Es lässt sich nicht aufteilen in Häppchen von jeweils einer Zeiteinheit hier und einer Zeiteinheit dort, die dann gänzlich voneinander getrennt sind. Erfahrungen, Erlebnisse und vor allem auch Bedürfnisse müssen hin und her transportiert werden! Ein Kind möchte mit Papa reden auch wenn es gerade bei Mama wohnt und ebenso möchte es Mama etwas zeigen, auch wenn es gerade bei Papa wohnt. Es gilt hier eine Durchlässigkeit zu finden, die es Kindern ermöglicht ein Leben mit zwei Zuhause zu führen ohne das Gefühl zu haben, da steht ein eiserner Vorhang dazwischen, der sich erst nach einer Woche wieder hebt.

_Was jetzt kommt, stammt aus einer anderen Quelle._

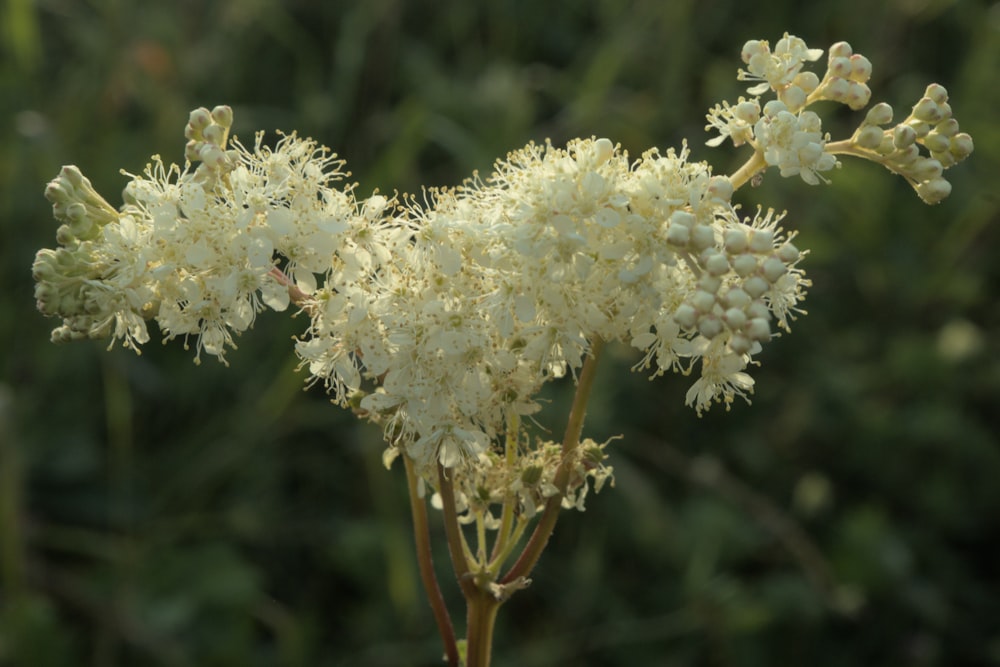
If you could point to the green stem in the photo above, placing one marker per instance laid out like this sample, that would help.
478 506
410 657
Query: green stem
482 617
425 561
456 541
500 547
749 169
574 427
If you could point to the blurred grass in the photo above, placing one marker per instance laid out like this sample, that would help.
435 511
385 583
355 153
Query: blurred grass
155 513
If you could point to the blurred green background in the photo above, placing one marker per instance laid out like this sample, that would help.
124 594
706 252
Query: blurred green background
157 513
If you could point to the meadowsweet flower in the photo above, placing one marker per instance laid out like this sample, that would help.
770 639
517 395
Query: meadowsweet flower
794 142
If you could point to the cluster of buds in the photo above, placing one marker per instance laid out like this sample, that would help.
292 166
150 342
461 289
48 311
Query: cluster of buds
442 320
207 133
788 136
930 124
741 283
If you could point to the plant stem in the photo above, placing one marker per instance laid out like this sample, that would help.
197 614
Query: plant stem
482 616
749 169
574 427
456 541
425 562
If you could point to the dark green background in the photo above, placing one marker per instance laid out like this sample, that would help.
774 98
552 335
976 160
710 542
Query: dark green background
157 513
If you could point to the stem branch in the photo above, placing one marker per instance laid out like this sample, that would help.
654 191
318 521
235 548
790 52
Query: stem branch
425 562
574 427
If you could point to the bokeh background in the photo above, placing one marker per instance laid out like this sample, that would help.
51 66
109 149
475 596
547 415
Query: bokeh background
157 513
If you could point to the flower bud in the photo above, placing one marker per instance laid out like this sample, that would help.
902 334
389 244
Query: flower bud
927 110
744 265
937 93
880 114
223 115
869 136
703 301
773 268
702 236
759 330
686 316
934 191
717 264
678 235
736 241
761 241
735 318
937 143
840 67
961 146
200 119
756 286
740 344
788 253
861 68
710 327
903 136
737 298
841 50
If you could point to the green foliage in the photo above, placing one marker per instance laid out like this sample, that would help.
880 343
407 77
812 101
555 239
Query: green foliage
155 513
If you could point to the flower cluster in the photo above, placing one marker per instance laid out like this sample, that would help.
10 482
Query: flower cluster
786 135
440 318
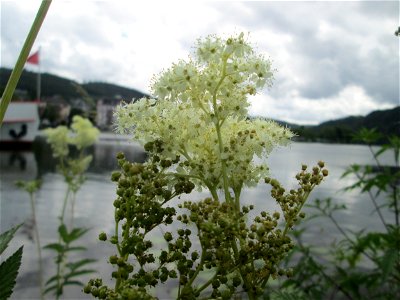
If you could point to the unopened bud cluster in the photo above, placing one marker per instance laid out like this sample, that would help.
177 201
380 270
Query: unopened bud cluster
291 202
197 135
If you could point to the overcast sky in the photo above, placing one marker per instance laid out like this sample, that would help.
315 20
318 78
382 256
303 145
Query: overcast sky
333 59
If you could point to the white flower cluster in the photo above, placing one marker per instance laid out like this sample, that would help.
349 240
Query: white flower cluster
200 113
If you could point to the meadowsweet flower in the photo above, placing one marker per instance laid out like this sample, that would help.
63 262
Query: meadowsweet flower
200 114
58 139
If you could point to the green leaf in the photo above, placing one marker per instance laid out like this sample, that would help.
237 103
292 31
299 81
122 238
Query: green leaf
6 237
291 294
78 264
62 230
78 248
73 282
78 273
388 262
8 273
76 233
51 279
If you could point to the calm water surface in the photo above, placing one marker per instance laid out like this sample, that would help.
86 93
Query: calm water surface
94 207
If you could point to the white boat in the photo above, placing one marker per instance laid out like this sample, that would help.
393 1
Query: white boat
20 125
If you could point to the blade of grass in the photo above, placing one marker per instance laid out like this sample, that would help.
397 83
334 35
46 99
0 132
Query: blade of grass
23 56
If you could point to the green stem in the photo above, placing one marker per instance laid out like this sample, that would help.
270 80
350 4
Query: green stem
23 56
72 210
36 232
217 123
65 204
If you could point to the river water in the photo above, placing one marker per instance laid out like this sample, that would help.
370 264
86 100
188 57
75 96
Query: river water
94 200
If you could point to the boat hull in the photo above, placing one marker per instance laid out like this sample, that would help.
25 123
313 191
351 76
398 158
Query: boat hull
20 125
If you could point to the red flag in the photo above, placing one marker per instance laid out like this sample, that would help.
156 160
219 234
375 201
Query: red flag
34 58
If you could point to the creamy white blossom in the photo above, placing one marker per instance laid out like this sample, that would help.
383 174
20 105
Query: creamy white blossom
200 113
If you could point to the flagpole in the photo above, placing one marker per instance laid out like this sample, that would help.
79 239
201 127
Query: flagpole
38 82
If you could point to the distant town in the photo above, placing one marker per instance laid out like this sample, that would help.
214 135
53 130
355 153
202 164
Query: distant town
62 98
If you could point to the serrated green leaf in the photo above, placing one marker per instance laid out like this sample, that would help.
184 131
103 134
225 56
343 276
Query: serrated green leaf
9 272
7 236
388 263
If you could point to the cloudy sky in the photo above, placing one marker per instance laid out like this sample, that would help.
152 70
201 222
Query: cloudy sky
333 59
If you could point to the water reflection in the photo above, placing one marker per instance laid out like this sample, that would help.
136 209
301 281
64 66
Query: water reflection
94 207
103 153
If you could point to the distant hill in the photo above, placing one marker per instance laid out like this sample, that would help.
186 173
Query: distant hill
386 122
56 85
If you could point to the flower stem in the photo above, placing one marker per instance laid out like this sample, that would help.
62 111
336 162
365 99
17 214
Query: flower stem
37 238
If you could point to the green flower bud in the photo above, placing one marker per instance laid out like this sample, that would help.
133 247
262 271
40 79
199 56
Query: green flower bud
103 236
168 236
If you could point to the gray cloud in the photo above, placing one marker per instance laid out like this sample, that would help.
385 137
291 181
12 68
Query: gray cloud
322 50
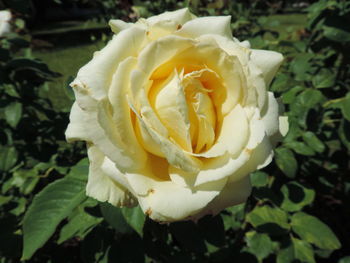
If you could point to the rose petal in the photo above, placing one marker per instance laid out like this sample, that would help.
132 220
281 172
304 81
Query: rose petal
166 201
96 76
84 125
270 115
102 187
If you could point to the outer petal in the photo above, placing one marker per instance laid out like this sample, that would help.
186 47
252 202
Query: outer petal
220 25
96 76
175 155
180 17
102 187
270 115
227 165
76 128
233 136
268 62
85 125
166 201
5 17
118 25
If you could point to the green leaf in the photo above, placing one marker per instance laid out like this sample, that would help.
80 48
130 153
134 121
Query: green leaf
79 223
296 196
135 218
113 215
344 260
280 83
303 251
300 147
336 34
189 236
315 143
314 231
259 244
49 207
269 219
13 113
295 249
286 161
324 79
8 157
259 179
345 106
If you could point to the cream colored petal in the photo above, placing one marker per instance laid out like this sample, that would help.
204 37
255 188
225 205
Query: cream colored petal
101 187
220 25
180 17
166 201
118 25
270 115
212 170
169 103
86 118
120 123
96 76
174 154
76 129
268 62
227 165
160 51
283 125
233 136
109 169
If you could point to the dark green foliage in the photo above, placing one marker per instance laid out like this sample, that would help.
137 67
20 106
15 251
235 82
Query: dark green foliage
298 210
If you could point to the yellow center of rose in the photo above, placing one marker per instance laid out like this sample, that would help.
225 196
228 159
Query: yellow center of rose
187 97
186 100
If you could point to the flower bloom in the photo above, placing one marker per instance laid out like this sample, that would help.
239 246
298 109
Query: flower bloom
176 114
5 17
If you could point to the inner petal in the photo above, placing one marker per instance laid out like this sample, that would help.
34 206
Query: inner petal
169 102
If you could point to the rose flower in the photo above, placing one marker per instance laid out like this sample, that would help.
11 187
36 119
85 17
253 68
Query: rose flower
176 114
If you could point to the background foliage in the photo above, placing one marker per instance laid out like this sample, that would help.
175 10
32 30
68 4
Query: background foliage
298 211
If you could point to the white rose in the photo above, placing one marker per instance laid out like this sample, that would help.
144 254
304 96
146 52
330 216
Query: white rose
176 114
5 17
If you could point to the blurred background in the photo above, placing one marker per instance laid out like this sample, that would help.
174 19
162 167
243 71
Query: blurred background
298 211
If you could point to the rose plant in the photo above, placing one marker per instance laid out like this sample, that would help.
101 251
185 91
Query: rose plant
176 114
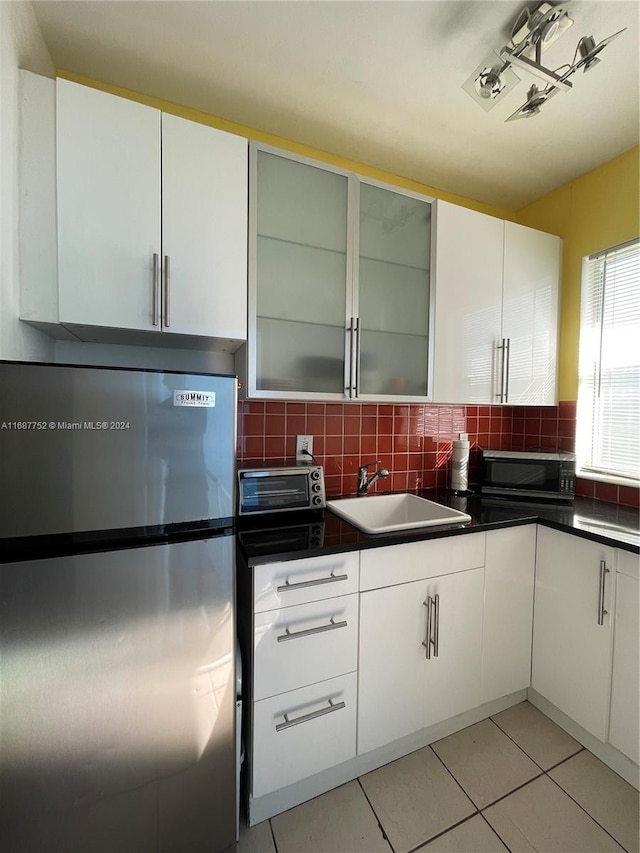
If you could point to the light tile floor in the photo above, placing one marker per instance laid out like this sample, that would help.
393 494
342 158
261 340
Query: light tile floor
512 782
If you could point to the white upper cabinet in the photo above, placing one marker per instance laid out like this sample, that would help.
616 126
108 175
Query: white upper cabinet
530 296
152 225
108 208
469 248
204 230
496 315
340 297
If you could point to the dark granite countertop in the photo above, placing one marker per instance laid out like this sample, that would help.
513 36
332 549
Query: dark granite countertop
282 537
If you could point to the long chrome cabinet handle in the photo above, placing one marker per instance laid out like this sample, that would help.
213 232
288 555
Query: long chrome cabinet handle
295 635
304 584
356 369
305 718
351 389
156 270
165 296
604 571
427 642
436 624
506 379
502 348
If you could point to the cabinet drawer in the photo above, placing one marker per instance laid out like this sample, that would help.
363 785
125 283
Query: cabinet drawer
419 560
304 644
299 581
303 732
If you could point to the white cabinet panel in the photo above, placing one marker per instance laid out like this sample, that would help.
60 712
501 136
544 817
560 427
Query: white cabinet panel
418 560
571 649
453 673
407 682
497 286
303 732
625 687
108 162
469 248
298 581
300 645
530 313
508 611
204 229
392 664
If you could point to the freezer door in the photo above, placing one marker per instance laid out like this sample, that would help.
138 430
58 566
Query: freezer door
90 449
117 721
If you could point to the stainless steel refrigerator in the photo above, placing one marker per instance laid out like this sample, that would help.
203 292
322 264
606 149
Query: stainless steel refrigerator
117 627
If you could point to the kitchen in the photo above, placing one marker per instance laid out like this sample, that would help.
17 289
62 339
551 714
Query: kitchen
589 213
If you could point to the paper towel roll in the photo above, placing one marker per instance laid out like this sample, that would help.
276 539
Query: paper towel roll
460 464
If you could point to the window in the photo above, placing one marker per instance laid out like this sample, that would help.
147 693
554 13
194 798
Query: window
608 419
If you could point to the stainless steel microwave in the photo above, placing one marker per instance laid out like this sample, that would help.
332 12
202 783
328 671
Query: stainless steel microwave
279 488
529 473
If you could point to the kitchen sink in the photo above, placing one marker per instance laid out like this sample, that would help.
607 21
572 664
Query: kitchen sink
384 513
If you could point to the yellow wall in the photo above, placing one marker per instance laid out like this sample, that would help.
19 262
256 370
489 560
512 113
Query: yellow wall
287 144
591 213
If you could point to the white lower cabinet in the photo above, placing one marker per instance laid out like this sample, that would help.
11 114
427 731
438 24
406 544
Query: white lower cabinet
303 732
625 689
305 660
304 644
573 627
420 655
508 611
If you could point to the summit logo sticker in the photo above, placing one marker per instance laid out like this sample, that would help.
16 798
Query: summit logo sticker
202 399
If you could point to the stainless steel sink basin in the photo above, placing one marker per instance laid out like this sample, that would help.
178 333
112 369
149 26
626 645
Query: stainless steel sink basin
383 513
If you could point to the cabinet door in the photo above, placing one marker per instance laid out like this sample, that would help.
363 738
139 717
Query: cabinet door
452 682
508 611
393 293
530 313
204 230
571 649
299 278
392 664
469 247
623 732
108 162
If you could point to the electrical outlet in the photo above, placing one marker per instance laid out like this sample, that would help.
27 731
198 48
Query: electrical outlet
304 442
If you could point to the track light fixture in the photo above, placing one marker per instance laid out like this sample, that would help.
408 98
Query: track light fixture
533 32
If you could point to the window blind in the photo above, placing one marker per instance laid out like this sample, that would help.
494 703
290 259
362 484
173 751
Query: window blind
608 415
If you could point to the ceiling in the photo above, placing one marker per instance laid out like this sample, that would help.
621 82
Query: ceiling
379 82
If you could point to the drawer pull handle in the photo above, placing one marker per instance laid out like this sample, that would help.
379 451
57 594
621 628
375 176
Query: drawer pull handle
294 635
304 584
333 706
604 571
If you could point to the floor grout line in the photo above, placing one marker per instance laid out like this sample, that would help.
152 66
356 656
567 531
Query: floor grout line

Wenn Eltern dies gelingt, können ihre Kinder tatsächlich unbeschwert „wechseln“ und dabei ist relativ unwichtig wie viele Tage sie bei welchem Elternteil verbringen. Kinder zählen das nicht nach, sondern erleben vielmehr die Qualität der Offenheit, die Ihnen ein Gefühl von Sicherheit gibt.

Aus meiner Erfahrung heraus muss viel mehr darüber geredet werden, wie Eltern Brücken zwischen der Welt bei Mama und der Welt bei Papa zu bauen, um ihren Kindern ein Leben zu ermöglichen, dass nicht in zwei Teile zerschnitten und abgeriegelt ist sondern durchlässig und ganz.

Wer kann überhaupt was leisten?

Diese Frage muss zufrieden stellend und realitätsnah beantwortet werden, damit Eltern ihre Aufgaben auch ausfüllen und tragen können. Beide Eltern sollen eine Rolle im Leben ihrer Kinder spielen – miteinander die Verantwortung tragen – und zufrieden sein.

Wenn dabei dann das „Wechselmodell“ rauskommt ist das prima!

In der Beratung stelle ich immer wieder fest: in jeder Familie ist es anders und das muss gesehen und erörtert werden – nur dann kann eine Entscheidung gefunden werden, die für alle passt.

Eltern hilft es häufig, hier Unterstützung beim Ausloten einer tragfähigen Entscheidung und Aufteilung der Elternrollen zu haben. Familientherapie kann hier eine hilfreiche Anlaufstelle sein.